Barings Failure Spotlights Big Gulf Between Classes
LONDON - There was poetic irony in a move by Parliament to outlaw the English gentleman's sport of fox hunting last week just as authorities hunted down the fugitive who reputedly outfoxed the ultimate English gentleman's bank.
These otherwise unrelated events provided a sterling reminder of how the issue of class still thoroughly permeates British life.
When it was discovered that 28-year-old Nicholas Leeson had brought down the two-centuries-old Barings bank with $1 billion in trading losses, newspapers zeroed in on the "Humble Origins of Man Who Toppled Aristocrats." That is what the Independent newspaper here wrote under photographs of a garbage-strewn back yard in the public housing project where Leeson grew up, and a 1920s portrait of four gentlemen in the Barings boardroom.
Stunned by his family bank's sudden ruin, chairman Peter Baring suggested to the Financial Times newspaper that Leeson had deliberately set out to wreck the bank that counts Queen Elizabeth II and the Church of England among its clients, and to profit from its demise.
Leeson's sister Sarah, 18, responded in the suburban Watford's newspaper that the banking establishment was "playing on his background, making him the scapegoat because of his upbringing."
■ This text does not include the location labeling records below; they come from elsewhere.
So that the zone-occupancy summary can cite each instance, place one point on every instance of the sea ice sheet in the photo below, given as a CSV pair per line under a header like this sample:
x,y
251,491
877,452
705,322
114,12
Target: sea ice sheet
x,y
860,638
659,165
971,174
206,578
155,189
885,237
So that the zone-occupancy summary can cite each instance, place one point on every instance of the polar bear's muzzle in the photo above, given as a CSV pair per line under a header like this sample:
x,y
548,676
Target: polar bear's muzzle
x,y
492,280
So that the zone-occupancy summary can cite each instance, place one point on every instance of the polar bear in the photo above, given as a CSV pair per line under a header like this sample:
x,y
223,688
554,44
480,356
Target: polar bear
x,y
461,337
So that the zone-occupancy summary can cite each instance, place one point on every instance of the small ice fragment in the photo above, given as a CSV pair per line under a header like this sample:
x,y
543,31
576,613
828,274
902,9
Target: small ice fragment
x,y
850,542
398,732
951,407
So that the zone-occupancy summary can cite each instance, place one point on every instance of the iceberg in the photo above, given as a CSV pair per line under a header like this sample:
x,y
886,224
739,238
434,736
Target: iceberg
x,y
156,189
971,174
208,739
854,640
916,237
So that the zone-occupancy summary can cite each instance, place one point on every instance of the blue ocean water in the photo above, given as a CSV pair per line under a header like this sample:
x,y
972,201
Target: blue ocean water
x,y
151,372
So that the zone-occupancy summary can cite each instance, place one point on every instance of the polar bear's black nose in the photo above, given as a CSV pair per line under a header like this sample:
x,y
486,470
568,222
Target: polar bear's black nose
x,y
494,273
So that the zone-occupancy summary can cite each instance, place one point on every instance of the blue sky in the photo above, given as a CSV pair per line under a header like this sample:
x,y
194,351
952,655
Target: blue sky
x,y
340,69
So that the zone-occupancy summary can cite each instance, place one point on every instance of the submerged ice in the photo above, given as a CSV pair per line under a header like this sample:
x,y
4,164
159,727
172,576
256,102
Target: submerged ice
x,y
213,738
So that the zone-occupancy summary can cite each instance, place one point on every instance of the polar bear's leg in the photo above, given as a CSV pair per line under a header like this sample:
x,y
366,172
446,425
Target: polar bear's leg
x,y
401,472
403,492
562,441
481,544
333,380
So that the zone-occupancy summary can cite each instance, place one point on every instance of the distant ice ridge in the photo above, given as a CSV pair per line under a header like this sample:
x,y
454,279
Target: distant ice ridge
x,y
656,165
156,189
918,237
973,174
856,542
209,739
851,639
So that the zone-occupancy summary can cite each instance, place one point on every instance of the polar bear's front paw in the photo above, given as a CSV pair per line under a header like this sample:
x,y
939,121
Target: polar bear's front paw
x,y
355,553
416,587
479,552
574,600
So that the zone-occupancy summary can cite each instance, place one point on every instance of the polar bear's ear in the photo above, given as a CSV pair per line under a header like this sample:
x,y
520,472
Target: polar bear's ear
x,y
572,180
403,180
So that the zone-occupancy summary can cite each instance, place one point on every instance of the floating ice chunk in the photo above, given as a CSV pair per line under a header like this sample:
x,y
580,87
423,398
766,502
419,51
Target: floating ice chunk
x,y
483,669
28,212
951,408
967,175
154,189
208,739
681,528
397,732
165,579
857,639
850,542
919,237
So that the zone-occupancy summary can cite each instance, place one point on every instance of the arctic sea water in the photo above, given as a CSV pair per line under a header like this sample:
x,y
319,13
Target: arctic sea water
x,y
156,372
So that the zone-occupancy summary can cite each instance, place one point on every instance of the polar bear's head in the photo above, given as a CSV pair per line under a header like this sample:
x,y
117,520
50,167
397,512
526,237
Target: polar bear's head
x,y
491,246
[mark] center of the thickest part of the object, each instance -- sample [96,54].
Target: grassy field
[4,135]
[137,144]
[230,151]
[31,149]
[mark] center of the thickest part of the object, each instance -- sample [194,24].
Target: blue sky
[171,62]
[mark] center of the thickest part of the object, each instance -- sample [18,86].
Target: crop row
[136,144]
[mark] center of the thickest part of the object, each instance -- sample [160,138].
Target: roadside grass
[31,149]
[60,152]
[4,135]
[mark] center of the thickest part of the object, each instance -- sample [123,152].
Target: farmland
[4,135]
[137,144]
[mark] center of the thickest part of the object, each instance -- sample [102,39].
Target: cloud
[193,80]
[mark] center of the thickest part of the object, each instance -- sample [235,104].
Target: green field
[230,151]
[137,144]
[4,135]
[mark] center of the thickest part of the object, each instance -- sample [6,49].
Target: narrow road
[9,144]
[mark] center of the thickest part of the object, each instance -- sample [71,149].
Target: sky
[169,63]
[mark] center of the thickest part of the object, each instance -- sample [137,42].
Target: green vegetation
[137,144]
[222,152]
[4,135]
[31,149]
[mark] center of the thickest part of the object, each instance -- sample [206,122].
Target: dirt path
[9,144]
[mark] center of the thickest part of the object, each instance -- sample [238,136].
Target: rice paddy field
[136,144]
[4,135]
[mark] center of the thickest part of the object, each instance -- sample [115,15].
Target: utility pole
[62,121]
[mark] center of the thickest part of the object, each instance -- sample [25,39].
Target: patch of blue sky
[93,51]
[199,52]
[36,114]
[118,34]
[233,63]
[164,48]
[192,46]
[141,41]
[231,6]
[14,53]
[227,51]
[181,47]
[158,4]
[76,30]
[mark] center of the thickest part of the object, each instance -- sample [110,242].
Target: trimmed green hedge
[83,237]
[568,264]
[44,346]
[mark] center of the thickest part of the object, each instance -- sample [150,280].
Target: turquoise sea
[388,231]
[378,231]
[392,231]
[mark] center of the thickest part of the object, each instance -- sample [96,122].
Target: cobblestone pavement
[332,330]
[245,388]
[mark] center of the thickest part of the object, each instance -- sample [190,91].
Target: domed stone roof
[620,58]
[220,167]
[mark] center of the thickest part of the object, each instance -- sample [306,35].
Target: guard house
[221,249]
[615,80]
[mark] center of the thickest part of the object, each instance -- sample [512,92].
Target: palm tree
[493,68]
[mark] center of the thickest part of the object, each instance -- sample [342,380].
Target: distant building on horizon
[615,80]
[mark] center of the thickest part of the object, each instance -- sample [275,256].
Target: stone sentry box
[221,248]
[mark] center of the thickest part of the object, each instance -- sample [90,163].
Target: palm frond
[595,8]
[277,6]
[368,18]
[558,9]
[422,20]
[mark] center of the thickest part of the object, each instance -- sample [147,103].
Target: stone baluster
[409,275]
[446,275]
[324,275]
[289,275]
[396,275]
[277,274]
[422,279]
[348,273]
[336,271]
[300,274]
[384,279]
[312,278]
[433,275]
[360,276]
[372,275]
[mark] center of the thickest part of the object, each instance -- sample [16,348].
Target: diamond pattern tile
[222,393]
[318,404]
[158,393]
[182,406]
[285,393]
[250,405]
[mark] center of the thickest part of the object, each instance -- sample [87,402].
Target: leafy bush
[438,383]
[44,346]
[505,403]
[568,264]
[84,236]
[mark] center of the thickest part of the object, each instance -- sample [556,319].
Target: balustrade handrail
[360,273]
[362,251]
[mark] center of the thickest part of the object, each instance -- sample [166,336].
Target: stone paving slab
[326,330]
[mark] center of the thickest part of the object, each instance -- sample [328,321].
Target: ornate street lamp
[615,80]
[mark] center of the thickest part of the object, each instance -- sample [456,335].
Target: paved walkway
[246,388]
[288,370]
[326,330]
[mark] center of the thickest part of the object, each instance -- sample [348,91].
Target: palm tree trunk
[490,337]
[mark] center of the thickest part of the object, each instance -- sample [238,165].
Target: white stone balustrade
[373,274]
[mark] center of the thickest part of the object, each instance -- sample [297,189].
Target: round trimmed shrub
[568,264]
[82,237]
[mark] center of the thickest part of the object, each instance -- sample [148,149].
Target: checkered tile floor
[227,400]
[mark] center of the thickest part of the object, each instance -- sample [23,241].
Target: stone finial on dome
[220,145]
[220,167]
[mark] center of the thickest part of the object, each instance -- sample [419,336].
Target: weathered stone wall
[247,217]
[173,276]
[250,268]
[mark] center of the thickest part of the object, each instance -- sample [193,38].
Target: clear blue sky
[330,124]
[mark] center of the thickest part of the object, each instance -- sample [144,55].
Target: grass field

By week's end, the Times of London agreed that the case had pitted the "vulgar and arrogant" lad against the elegant brass of Barings "with their royal connections, their rounded vowels and their hints of moral inferiority in the lower social ranks."
During the years Leeson was earning a fortune for Barings, he was an admired risk-taker in the banking world, a successful maestro of the global financial markets.
By some measures, the Barings themselves could be considered Johnny-come-latelys to a British nobility that traces its roots to William the Conqueror. The British Baring family was founded by a German Lutheran who made his way north from Bremen in 1717 and whose son, John, formed the Baring Bros. merchant bank 45 years later.
They were soon joined in the financial world by a German Jewish family, the Rothschilds. Nathan Rothschild, who moved to England in 1799, founded the N.M. Rothschild & Sons, which quickly became one of Barings' biggest competitors.
They made loans to big business and governments, netting great fortunes for themselves and for the British Empire.
Barings remained a traditional merchant bank, relying on traditional business and old-boy ties for much of the 20th century, until Prime Minister Margaret Thatcher's "Big Bang" in 1986 - the dramatic deregulation of banking that allowed mergers among banks, brokerage houses and other financial institutions.
Unlike other small and midsize banks, Barings did not seek a merger with larger banks or try to become a Jack-of-all-trades. But Barings did move into the Far East and, when Peter Baring took over in 1989, into high-risk, potentially high-yield futures trading.
The British press has duly noted that Baring had 200 years of banking in his blood, a Cambridge education and a love of hunting - all the right stuff to manage his family's marble-interiored bank.
The bespectacled Baring is described as reserved, adhering to a family tradition of discretion and public service.
Baring's old-line bank needed new talent for the rough-and-tumble futures market. For that, management turned to a new generation of macho, nervy people like Leeson with a different attitude toward money: They didn't have it and they wanted it.
Leeson is the son of a plasterer (father Leeson has a "stomach hanging out of his shirt," sniffs the Daily Telegraph) who failed math in school but went on to become a financial whiz on the Singapore exchange.
He lived in a fancy company-paid apartment, drove an expensive company car, earned a salary of more than $300,000 a year plus million-dollar bonuses - and broke the bank. Then he had the bad taste to appear in the custody of German police wearing a baseball cap and carrying a Tom Clancy paperback.
In 1992, Leeson was put in charge of the Barings futures trading operation on the Singapore International Monetary Exchange, where he dove into the growing derivatives market.